In late 2009, PayPal president John Donahoe indicated that he believed online payments should account for 20% of global payments, even though, at the time, they accounted for just 5%. His goal: find ways to grow that number.

There are a lot of ways of doing that, but none may be as promising as mobile payments.

As reported by VentureBeat, PayPal handled $4bn worth of mobile payments in 2011. While that number may not appear to be a lot in a global payments market that sees trillions of dollars worth of transactions every year, it does represent exponential growth, as PayPal did just $750m in mobile payments in all of 2010, and only $141m in 2009.

That kind of growth has proven more rapid than even PayPal’s own expectations. PayPal’s mobile VP David Marcus told VentureBeat that the company expected $1.5bn in mobile payments last year, but handily surpassed that thanks to a general growth in mobile commerce, the rise of the iPad, and specific applications, such as the Starbucks app which lets coffee drinkers buy credits that can be used in-store.

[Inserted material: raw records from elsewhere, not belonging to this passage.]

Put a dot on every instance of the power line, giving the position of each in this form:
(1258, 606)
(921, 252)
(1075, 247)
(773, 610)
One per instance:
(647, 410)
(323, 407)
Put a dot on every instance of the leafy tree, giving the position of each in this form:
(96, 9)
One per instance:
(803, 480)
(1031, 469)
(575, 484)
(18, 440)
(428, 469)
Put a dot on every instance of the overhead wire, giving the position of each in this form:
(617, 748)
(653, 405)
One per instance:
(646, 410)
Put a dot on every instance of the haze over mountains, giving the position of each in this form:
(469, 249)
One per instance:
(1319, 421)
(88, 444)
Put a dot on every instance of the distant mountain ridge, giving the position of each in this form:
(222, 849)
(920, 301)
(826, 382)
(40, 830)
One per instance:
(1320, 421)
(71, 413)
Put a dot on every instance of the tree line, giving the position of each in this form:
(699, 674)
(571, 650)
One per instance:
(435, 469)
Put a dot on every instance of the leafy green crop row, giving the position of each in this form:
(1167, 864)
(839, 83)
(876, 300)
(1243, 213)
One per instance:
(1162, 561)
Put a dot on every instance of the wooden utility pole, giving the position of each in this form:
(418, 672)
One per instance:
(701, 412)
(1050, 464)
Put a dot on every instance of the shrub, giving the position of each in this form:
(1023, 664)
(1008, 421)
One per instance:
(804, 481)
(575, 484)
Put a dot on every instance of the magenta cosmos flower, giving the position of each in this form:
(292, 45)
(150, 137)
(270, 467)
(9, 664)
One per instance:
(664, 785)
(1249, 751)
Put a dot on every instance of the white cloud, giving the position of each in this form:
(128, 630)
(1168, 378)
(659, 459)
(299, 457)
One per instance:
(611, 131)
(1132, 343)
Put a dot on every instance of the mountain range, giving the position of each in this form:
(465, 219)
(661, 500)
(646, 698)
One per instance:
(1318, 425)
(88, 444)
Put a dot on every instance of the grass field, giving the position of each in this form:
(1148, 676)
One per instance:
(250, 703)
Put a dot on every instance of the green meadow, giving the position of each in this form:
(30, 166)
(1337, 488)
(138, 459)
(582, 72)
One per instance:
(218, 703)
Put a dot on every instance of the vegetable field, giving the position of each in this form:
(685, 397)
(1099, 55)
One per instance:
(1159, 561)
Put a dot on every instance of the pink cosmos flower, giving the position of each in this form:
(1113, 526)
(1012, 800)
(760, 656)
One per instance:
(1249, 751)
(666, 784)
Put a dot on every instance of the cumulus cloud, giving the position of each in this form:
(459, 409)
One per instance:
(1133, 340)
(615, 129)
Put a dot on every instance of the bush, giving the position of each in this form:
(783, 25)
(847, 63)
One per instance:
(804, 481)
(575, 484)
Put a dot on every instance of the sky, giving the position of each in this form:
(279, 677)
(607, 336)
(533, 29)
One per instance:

The question now for PayPal is just how well it can maintain its momentum. Clearly, it is off to a strong start in the mobile payments space. which isn’t surprising given its position in the online payments space. But given the promise of mobile commerce, it will face plenty of competition. Credit card companies, like Visa, are hoping to play a big role in the market with NFC technology, and upstarts like Square are looking to be a disruptive force.

One thing is for sure: the mobile payments space is going to be lucrative, and no one company, PayPal included, is going to win it without a huge fight. That’s good news for consumers and merchants looking for options when they use their phones to make a payment.